No início dos anos 70, a farmácia mudar-se-ia para o piso térreo da casa dos pais de Jácome Ramalho, ao lado da sua atual localização nas traseiras da Câmara Municipal. «Com muita pena minha, essa zona de Alcanena, que era o centro nevrálgico onde toda a gente se encontrava e onde os miúdos brincavam, hoje está, como a maio- ria das terras, com muito pouca habitabilidade e muito pouco movimento», explica. Recentemente, há 15, 16 anos, uma nova necessidade de evolução levou à construção de uma farmácia moderna e luminosa no quintal da casa onde nasceu.
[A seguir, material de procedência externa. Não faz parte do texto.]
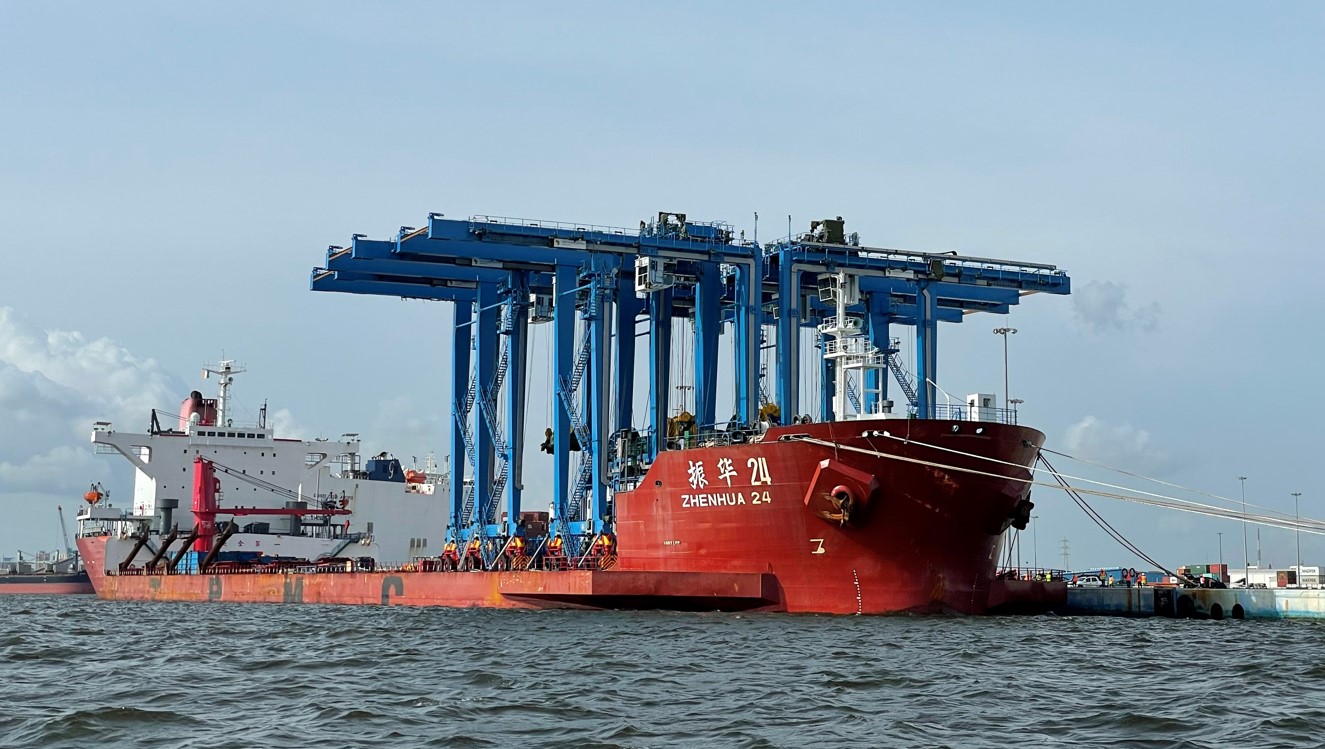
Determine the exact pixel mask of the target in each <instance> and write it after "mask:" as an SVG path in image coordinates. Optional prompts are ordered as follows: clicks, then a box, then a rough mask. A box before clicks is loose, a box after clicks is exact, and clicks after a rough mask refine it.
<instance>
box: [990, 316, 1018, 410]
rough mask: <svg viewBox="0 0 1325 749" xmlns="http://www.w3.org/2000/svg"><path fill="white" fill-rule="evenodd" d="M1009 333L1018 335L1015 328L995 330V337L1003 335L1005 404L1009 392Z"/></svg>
mask: <svg viewBox="0 0 1325 749" xmlns="http://www.w3.org/2000/svg"><path fill="white" fill-rule="evenodd" d="M1008 333H1012V334H1014V335H1015V334H1016V329H1015V327H995V329H994V334H995V335H1002V337H1003V402H1004V403H1007V402H1008V390H1007V334H1008Z"/></svg>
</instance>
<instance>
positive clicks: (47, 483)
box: [0, 308, 185, 494]
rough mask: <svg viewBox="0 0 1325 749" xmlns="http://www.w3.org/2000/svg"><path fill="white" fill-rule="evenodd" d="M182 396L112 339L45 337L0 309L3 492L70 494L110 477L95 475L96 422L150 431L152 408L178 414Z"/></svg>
mask: <svg viewBox="0 0 1325 749" xmlns="http://www.w3.org/2000/svg"><path fill="white" fill-rule="evenodd" d="M184 392H185V391H184V388H183V387H182V384H180V383H179V380H178V378H175V376H172V375H170V374H168V373H166V371H163V370H160V367H158V366H156V362H154V361H152V359H142V358H138V357H134V355H131V354H130V353H129V351H127V350H126V349H123V347H122V346H119V345H118V343H115V342H114V341H111V339H109V338H98V339H94V341H87V339H85V338H83V335H82V334H81V333H76V331H62V330H42V329H41V327H38V326H37V325H34V323H32V322H30V321H28V319H26V318H24V317H23V316H20V314H17V313H16V312H15V310H12V309H9V308H0V490H20V489H23V490H29V492H44V490H45V492H50V493H53V494H54V493H65V492H68V490H69V489H70V488H76V487H82V485H83V484H85V483H86V481H87V473H98V475H105V469H102V471H94V468H95V467H98V465H103V464H105V461H101V460H98V459H95V457H93V449H91V445H90V444H89V437H87V435H89V432H90V431H91V424H93V422H97V420H110V422H115V423H118V424H123V426H126V427H136V428H146V426H147V420H148V418H150V414H151V411H152V408H168V410H174V408H175V407H176V406H178V403H179V402H180V399H182V395H183V394H184ZM62 473H64V475H70V476H69V481H66V480H65V477H64V476H62Z"/></svg>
Sancho Ramalho, a nova geração
Quebrando o nome tradicional da família, Sancho, o filho de Lídia e Jácome, é o farmacêutico que representa a nova geração. Começou por escolher a música, licenciando-se em Ciências Musicais, mas mais tarde acabou por regressar ao berço profissional dos Ramalho. É o diretor técnico de outra farmácia da família, mas faz a gestão dos dois estabelecimentos «com muito gosto», através de uma «passagem de testemunho que tem sido gradual».
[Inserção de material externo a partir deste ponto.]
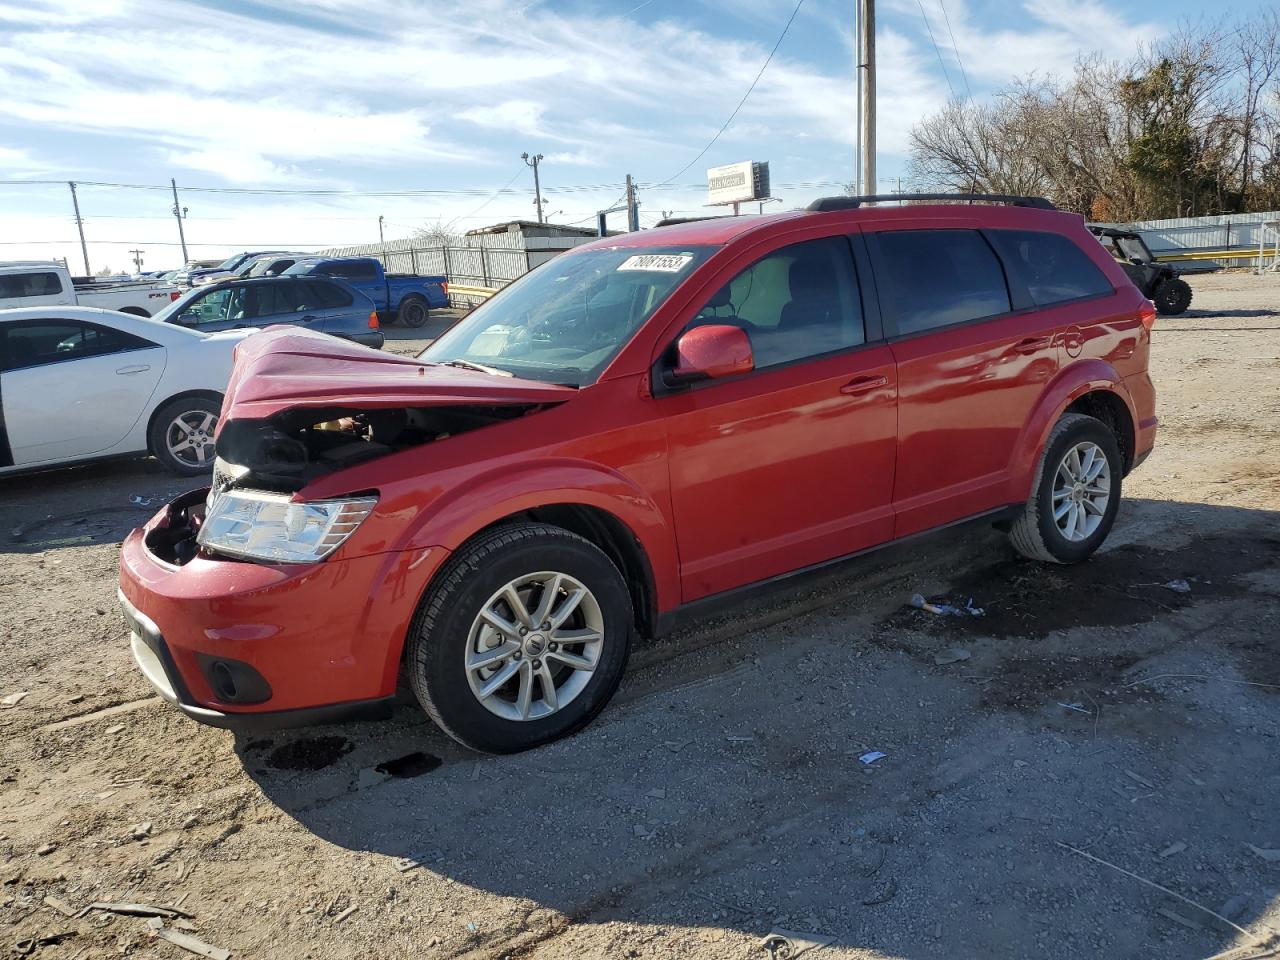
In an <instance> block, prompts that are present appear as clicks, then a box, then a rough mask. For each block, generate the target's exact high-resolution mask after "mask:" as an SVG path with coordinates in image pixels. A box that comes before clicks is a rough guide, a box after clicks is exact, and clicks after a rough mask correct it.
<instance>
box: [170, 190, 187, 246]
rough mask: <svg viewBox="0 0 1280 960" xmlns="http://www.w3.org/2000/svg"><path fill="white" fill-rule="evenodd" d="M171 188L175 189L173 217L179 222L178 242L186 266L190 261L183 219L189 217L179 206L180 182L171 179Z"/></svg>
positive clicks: (178, 226) (178, 230)
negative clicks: (181, 247)
mask: <svg viewBox="0 0 1280 960" xmlns="http://www.w3.org/2000/svg"><path fill="white" fill-rule="evenodd" d="M169 186H170V187H173V215H174V218H175V219H177V220H178V242H179V243H180V244H182V265H183V266H186V265H187V264H188V262H189V261H188V259H187V237H186V234H184V233H183V229H182V218H183V216H186V215H187V210H186V209H184V207H180V206H178V182H177V180H175V179H174V178H173V177H170V178H169Z"/></svg>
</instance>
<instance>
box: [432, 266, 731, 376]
mask: <svg viewBox="0 0 1280 960" xmlns="http://www.w3.org/2000/svg"><path fill="white" fill-rule="evenodd" d="M713 251H714V248H713V247H691V248H678V247H652V248H636V247H623V248H618V247H613V248H593V250H586V251H582V252H575V253H564V255H562V256H558V257H556V259H554V260H550V261H548V262H547V264H544V265H543V266H539V268H538V269H536V270H532V271H531V273H527V274H525V275H524V276H521V278H520V279H518V280H516V282H515V283H512V284H511V285H509V287H508V288H507V289H503V291H502V293H500V294H498V296H497V297H494V298H493V300H490V301H488V302H485V303H481V305H480V306H479V307H476V308H475V310H474V311H471V314H468V315H467V316H466V317H465V319H462V320H461V321H460V323H458V324H457V325H456V326H454V328H453V329H452V330H449V332H448V333H445V334H444V335H443V337H440V339H438V340H436V342H435V343H433V344H431V346H430V347H428V348H426V349H425V351H422V352H421V353H420V355H419V360H425V361H428V362H431V364H448V362H458V364H467V365H480V366H485V367H490V369H494V370H497V371H502V372H507V374H513V375H516V376H522V378H526V379H530V380H543V381H547V383H559V384H567V385H570V387H585V385H586V384H589V383H594V381H595V378H596V376H599V375H600V374H602V372H603V371H604V367H605V366H607V365H608V364H609V361H611V360H613V357H616V356H617V355H618V352H620V351H621V349H622V347H623V346H626V343H627V340H630V339H631V337H632V335H634V334H635V333H636V330H639V329H640V326H641V325H643V324H644V323H645V321H646V320H648V319H649V317H650V316H653V312H654V311H655V310H657V308H658V307H659V306H660V305H662V302H663V301H664V300H666V298H667V297H668V296H669V294H671V292H672V291H673V289H675V288H676V287H677V284H680V282H681V280H684V279H685V278H686V276H689V275H690V274H691V273H692V271H694V269H695V268H696V266H698V265H699V264H701V262H703V261H704V260H707V257H708V256H710V253H712V252H713Z"/></svg>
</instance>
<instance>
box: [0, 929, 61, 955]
mask: <svg viewBox="0 0 1280 960" xmlns="http://www.w3.org/2000/svg"><path fill="white" fill-rule="evenodd" d="M74 936H76V931H61V932H60V933H46V934H45V936H44V937H27V938H26V940H19V941H18V942H17V943H14V945H13V952H14V954H15V955H18V956H31V955H32V954H35V952H36V950H37V948H38V947H47V946H52V945H54V943H61V942H63V941H64V940H68V938H69V937H74Z"/></svg>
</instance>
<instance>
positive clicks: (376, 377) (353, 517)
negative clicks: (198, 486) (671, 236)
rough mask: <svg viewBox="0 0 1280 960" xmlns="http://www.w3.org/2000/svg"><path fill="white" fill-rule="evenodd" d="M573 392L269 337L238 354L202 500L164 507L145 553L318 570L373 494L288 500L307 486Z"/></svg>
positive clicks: (524, 409)
mask: <svg viewBox="0 0 1280 960" xmlns="http://www.w3.org/2000/svg"><path fill="white" fill-rule="evenodd" d="M573 393H575V390H573V388H568V387H559V385H554V384H544V383H538V381H529V380H520V379H516V378H506V376H494V375H489V374H484V372H480V371H475V370H462V369H454V367H445V366H438V365H428V364H420V362H417V361H415V360H408V358H404V357H394V356H388V355H384V353H380V352H378V351H371V349H365V348H362V347H358V346H355V344H349V343H346V342H342V340H335V339H334V338H330V337H325V335H324V334H316V333H310V332H306V330H296V329H292V328H289V329H275V330H268V332H266V333H264V334H259V335H255V337H251V338H248V339H247V340H244V342H243V343H242V344H241V346H239V347H238V348H237V352H236V366H234V370H233V372H232V379H230V384H229V387H228V393H227V399H225V402H224V404H223V413H221V419H220V422H219V428H218V435H216V458H215V462H214V475H212V483H211V486H210V489H209V493H207V497H198V495H197V497H196V498H192V495H191V494H188V495H187V497H184V498H180V500H177V502H174V503H173V504H170V509H169V516H168V524H164V525H157V526H156V527H155V529H152V530H151V531H148V535H147V545H148V548H151V549H152V552H154V553H156V556H159V557H160V558H161V559H165V561H168V562H170V563H175V564H183V563H186V562H188V561H189V559H192V558H193V557H195V556H197V554H198V553H200V550H201V549H204V550H205V552H206V553H209V554H211V556H221V557H228V558H236V559H251V561H253V559H256V561H269V562H282V563H306V562H316V561H320V559H324V558H325V557H328V556H329V554H330V553H333V550H335V549H337V547H338V545H339V544H340V543H342V541H343V540H346V539H347V538H348V536H349V535H351V534H352V532H353V531H355V530H356V527H357V526H358V525H360V524H361V522H362V521H364V518H365V517H366V516H367V515H369V513H370V512H371V511H372V508H374V507H375V504H376V502H378V500H376V492H375V490H367V489H365V490H353V492H352V493H351V495H349V497H346V498H343V499H324V500H303V499H298V498H297V494H298V492H301V490H303V489H305V488H306V486H307V485H310V484H311V483H314V481H315V480H317V479H319V477H321V476H325V475H328V474H333V472H337V471H340V470H346V468H348V467H355V466H357V465H361V463H366V462H369V461H372V460H378V458H380V457H385V456H389V454H393V453H399V452H402V451H406V449H411V448H415V447H420V445H424V444H429V443H438V442H440V440H445V439H448V438H451V436H456V435H458V434H463V433H468V431H471V430H476V429H480V428H484V426H490V425H494V424H500V422H506V421H509V420H515V419H518V417H525V416H530V415H531V413H535V412H538V411H540V410H545V408H547V407H549V406H554V404H557V403H561V402H563V401H566V399H568V398H570V397H572V396H573ZM188 500H189V502H188ZM179 504H180V506H179ZM161 527H163V531H161Z"/></svg>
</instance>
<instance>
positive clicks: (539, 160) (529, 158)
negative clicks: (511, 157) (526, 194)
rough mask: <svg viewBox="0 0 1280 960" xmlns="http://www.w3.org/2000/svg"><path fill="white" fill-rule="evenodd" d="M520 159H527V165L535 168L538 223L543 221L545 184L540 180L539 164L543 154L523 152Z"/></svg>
mask: <svg viewBox="0 0 1280 960" xmlns="http://www.w3.org/2000/svg"><path fill="white" fill-rule="evenodd" d="M520 159H521V160H524V161H525V166H532V168H534V206H536V207H538V223H541V221H543V184H541V183H539V182H538V164H540V163H541V161H543V155H541V154H534V155H532V156H530V155H529V154H521V155H520Z"/></svg>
Sancho Ramalho nasceu «quase na farmácia, com o pai e com a mãe a trabalharem nela a tempo inteiro». Tal como o pai, «quando vinha da escola, ou até antes da escola», ia para a farmácia onde desde cedo começou «a arrumar medicamentos e a perceber como é que tudo funcionava», um legado que os pais lhe foram transmitindo. «Os fundamentos e os princípios estão cá, transmitidos pelo meu pai e também pela minha mãe».
Na Farmácia Ramalho, as memórias materiais também se preservam: estão expostos diplomas, uma balança antiga devolvida por clientes, e até uma bengala de madeira que ficou esquecida na primeira farmácia e que anos depois ali foram entregar. As pessoas sabem onde esses objetos pertencem e «que o futuro deles está assegurado aqui», comenta Sancho, pois a Farmácia Ramalho é um testemunho vivo da relação entre gerações e da capacidade de adaptação, sem perder as raízes.